THIS autumn saw two of the most influential figures of modern soul and rnb performing in South Wales.
Teddy Riley and his reformed vocal group Blackstreet toured Europe with Keith Sweat, stopping in Newport in October, while British soul singer Omar’s latest UK tour included a Cardiff gig at the end of September.
Both Riley and Omar made their initial breakthroughs in the 1980s but are perhaps most closely associated with the 1990s.
Riley is the visionary behind new jack swing, usually described as the blending of rnb vocals with hip hop beats. The movement so influenced mainstream US rnb throughout the 90s some now see hip hop and rnb as one in the same.
The super producer demonstrated his influence when his Blackstreet group members left the stage and he performed a string of hits from artists including Bobby Brown and Michael Jackson and reminded the crowd: “I’m not playing anyone else’s music, I made these.”
The tools Riley has used to shape modern rnb were also plain to see with large banks of keyboards on stage. Another keyboard was tilted slightly towards the crowd for Riley to play and he often delivered his vocals through a vocoder, the voice synthesizer whose use he popularised.
Blackstreet and Riley were followed on stage by Sweat, a singer who had never matched the commercial success Riley achieved in the UK with Blackstreet’s No Diggity.
Sweat however posses a string of rnb hits from a time when the music was less likely to trouble the charts.
It was in some ways fitting Riley and Sweat, two acts so synonymous with the 90s should appear at the Newport Centre. The council run leisure centre is where gig-goers pass evening swimmers and the stage is in the sports hall. In the 80s and early 90s, before the construction of the Cardiff International Arena, it was the main venue for large touring acts on rare visits to South Wales.

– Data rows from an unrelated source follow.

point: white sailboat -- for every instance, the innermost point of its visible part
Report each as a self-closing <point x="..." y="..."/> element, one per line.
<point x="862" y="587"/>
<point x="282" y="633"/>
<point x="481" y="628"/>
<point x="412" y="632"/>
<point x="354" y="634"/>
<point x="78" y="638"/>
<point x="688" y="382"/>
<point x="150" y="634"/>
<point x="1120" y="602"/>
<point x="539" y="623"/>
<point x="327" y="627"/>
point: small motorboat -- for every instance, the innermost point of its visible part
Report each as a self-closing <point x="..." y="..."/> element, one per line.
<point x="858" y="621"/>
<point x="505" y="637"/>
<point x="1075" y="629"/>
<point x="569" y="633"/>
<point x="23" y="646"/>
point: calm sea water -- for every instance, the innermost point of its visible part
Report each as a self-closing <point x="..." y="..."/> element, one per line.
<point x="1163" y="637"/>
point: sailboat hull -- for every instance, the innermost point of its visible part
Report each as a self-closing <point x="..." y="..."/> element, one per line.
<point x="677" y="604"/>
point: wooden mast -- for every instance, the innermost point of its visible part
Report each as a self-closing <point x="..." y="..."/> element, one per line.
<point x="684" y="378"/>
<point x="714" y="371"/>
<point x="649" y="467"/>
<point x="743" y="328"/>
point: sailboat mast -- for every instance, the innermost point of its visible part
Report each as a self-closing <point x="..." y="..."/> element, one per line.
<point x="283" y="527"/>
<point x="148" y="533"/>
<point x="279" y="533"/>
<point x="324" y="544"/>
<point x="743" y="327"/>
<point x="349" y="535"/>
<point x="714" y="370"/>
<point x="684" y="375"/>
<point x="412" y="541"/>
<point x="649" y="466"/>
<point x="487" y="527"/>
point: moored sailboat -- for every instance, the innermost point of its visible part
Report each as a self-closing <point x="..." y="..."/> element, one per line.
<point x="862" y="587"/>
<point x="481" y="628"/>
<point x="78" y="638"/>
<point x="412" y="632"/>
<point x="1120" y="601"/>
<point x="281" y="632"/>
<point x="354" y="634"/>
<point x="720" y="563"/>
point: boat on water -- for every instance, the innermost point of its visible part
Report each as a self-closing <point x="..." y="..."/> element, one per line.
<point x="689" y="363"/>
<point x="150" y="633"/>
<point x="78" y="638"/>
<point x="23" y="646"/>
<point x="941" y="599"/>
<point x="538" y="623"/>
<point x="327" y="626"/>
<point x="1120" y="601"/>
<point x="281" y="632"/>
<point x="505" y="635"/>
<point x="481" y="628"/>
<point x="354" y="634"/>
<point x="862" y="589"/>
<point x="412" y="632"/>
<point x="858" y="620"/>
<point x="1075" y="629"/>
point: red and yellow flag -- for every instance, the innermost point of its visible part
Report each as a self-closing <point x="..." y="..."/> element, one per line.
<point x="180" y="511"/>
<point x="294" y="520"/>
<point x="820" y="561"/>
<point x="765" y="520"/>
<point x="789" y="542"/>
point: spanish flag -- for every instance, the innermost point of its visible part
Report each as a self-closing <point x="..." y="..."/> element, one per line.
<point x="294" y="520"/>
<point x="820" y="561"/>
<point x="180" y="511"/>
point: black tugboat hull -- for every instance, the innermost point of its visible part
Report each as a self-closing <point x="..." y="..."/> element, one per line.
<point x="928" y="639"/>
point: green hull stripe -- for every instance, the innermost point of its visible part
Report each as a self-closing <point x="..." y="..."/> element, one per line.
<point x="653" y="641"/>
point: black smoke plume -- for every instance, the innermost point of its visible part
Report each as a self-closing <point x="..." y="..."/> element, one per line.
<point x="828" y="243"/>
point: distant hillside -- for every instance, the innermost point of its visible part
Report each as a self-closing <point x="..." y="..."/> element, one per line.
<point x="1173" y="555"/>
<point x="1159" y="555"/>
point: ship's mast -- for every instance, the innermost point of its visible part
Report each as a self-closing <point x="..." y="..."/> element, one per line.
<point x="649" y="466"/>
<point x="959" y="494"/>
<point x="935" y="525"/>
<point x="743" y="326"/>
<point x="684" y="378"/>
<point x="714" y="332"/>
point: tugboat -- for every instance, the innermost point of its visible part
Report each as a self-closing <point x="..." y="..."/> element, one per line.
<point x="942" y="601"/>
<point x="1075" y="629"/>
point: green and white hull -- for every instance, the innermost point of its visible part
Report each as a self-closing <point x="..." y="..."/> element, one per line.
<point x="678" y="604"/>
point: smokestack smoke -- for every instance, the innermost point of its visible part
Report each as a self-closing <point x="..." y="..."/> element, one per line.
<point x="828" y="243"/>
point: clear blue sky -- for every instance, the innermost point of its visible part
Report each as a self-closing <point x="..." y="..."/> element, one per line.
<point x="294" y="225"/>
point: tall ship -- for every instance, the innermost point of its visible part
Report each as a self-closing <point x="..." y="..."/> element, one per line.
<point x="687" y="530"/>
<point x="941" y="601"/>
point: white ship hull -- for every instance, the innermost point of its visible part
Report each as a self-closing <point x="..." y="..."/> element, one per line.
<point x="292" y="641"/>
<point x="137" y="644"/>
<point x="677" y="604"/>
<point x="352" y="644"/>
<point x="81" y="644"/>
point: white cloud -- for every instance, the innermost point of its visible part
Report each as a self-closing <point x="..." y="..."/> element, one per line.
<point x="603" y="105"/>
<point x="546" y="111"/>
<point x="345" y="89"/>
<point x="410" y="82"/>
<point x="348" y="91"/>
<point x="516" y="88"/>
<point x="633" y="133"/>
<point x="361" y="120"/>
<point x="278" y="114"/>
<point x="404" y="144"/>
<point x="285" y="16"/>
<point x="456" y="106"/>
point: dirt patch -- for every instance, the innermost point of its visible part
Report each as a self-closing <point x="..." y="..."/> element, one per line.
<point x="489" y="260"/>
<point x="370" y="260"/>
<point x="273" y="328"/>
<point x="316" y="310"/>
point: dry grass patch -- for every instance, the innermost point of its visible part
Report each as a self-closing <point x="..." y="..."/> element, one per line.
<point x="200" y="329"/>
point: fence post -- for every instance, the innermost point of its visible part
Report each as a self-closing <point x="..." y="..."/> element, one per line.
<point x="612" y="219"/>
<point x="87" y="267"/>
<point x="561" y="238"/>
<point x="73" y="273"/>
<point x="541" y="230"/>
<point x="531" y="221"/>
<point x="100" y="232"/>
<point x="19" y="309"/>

While there was no doubting the quality of Sweat’s songs or vocals his ‘Sweat Hotel’ show came across a little dated. It featured a bar – a table covered with a white sheet, stocked with wine bottles from the local Spar and decorated with red roses. Sweat never made use of the prop but took the momentum out of his performance when he invited various audience members – single ladies (obviously), couples, single men – to stand on stage. Sweat quizzed them game show host style before continuing through his set with his guests remaining on stage.
There was nothing dated about Omar’s performance at The Globe in Cardiff. The singer’s biggest hit ‘There’s Nothing Like This’ reached the top 20 in 1991 but Omar has never stopped making music and songs from his 2013 LP ‘The Man’ were just as much a feature as those he recorded in the 90s.
Omar opened with Feeling You a song especially written for him by Stevie Wonder, who the Englishman has always acknowledged as an influence. Omar though is also a link between vintage 70s soul and the generation of rnb singers who trod a different path to the one laid out by Teddy Riley.
The natural, organic soul crafted by Omar, who like Wonder and Riley has no fear of using synthesizers, is credited as influencing the neo soul movement spearheaded by D’Angelo and Erykah Badu who reconnected US rnb with its roots.
While Omar may not have the production credits to his name that Riley has, and would never claim ownership of a sub genre in the way Riley does, both are important, influential figures who it was a privilege to see live on local stages.